Team up to oppose them, don’t underestimate them, don’t appease them.
In his book Dealings with Dictators: A CEO’s Guide to Defending Democracy, author Mathias Döpfner observes that “the maxim of ‘change through trade’ has led to a macabre outcome that’s quite the opposite of the one intended: Instead of becoming more liberal, tolerant, and cosmopolitan through intensified business links with Western democracies, the world’s autocracies, like Russia and China, have become even more radical and undemocratic. So there has been ‘change through trade,’ but this change ended up weakening democracy rather than strengthening it and effectively led the West into a trade trap.”
Conversing with a Politico interviewer who does not seem to regard Donald Trump as among the friends of democracy, Döpfner doesn’t argue but elaborates his view that the United States should get together with the other relatively free democracies to set up a Freedom Trade Alliance (“ ‘If You Compromise With Totalitarian Systems, You Will Pay a High Price,’ ” Politico, January 18, 2025).
This alliance would consist of no barriers to trade among participating democracies, stiff tariffs for the non-democracies, like China.
Team up
“My main point is that, instead of trying to decouple unilaterally from China, let’s do it in an organized manner together. Let’s sit together at the negotiation table, because if 300 million Americans impose tariffs, that’s one thing. But if 300 million Americans plus 500 million Europeans and some of the largest economies in the world and other democracies from Japan to Australia are warm-heartedly invited to join, then I think we will have a much better outcome that is very much to the benefit of every non-authoritarian economy, but most importantly, for the U.S….
“I think what’s very important is that the criteria [for being included in the Freedom Trade Alliance] should be very basic. If the criteria are too ambitious, then it’s never going to work….
Get rid of WTO
“First of all, I think the WTO should cease operations. The WTO is a dysfunctional, bureaucratic colossus. It is de facto dysfunctional, because it is in a very kind of asymmetrical way benefiting China. And that’s why the U.S. has basically stopped its proactive involvement in the WTO. The best way is not to try to reform it, but to simply replace it, and then something should be created that looks much more like the old GATT [General Agreement on Tariffs and Trade] agreement, which was way more minimalistic, less bureaucratic, less ambitious, but much more functional.

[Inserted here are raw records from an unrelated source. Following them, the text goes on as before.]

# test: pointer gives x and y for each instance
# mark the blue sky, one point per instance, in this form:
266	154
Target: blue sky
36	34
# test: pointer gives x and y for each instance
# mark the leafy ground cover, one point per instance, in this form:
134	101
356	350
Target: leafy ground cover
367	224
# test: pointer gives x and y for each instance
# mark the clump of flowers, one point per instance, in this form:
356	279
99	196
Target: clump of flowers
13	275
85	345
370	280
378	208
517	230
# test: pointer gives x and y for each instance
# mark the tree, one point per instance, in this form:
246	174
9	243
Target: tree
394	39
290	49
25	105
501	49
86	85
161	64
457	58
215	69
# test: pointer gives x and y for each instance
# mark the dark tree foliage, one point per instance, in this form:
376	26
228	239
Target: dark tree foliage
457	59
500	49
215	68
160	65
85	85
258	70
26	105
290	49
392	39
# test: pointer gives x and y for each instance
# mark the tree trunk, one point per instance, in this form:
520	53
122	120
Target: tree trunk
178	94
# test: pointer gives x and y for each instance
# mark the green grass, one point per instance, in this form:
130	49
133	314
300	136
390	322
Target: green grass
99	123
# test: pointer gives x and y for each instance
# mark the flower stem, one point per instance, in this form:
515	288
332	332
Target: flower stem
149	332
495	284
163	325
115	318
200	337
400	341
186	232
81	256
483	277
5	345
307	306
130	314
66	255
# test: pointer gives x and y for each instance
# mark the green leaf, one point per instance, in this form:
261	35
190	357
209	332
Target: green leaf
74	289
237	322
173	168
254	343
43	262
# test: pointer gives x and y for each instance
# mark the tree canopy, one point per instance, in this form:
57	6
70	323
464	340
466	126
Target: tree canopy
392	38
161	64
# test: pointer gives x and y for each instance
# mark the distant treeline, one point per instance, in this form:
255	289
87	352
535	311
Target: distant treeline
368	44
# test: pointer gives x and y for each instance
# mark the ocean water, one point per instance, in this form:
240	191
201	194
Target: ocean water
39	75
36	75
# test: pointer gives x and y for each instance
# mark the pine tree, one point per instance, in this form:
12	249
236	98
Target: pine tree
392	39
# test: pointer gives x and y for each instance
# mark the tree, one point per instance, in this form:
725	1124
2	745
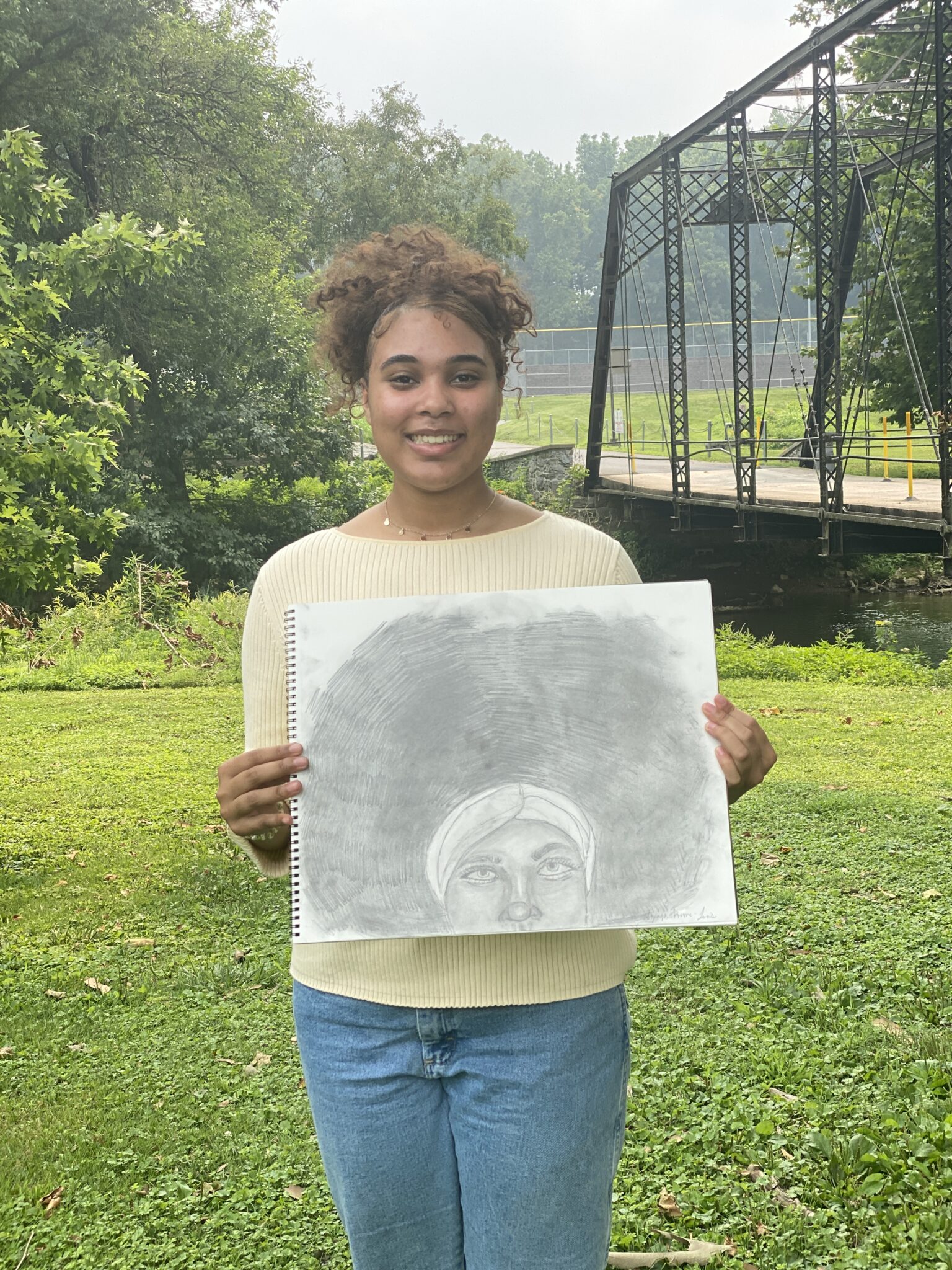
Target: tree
385	167
64	397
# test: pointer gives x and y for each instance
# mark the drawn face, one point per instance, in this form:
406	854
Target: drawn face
432	399
521	878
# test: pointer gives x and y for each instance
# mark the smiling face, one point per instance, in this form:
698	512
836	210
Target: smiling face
523	877
432	399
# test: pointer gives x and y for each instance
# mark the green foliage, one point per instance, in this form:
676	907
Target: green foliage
767	1093
64	398
385	167
741	654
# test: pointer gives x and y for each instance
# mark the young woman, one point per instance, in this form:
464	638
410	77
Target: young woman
469	1093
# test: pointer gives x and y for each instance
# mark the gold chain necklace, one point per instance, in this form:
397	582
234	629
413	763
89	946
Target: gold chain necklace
464	528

I think in that spirit of less is more and lean and fast, we could form that alliance….
No appeasement
“England and other countries underestimated the German aggression in the early years. The Holocaust and the terrible consequences and millions of casualties could have been avoided. The world underestimated the aggressor. The world put it basically on an equal level with imperfect democracies. And said, ‘No, he’s not going that far.’ But he [Hitler] did it. He did it all, and he did it just as he announced it. It’s better to take a dictator seriously. Take China seriously in their announcements with regard to Taiwan, take Putin seriously with regard to his announcements of not only Ukraine, but even going further….
“Let’s not underestimate the non-democratic aggressors. In every form, appeasement is wrong and is existentially dangerous. And there is military appeasement and political appeasement, but there is also business appeasement. We can avoid a dangerous escalation, but only if we act fast and if we use all the tools that we have.”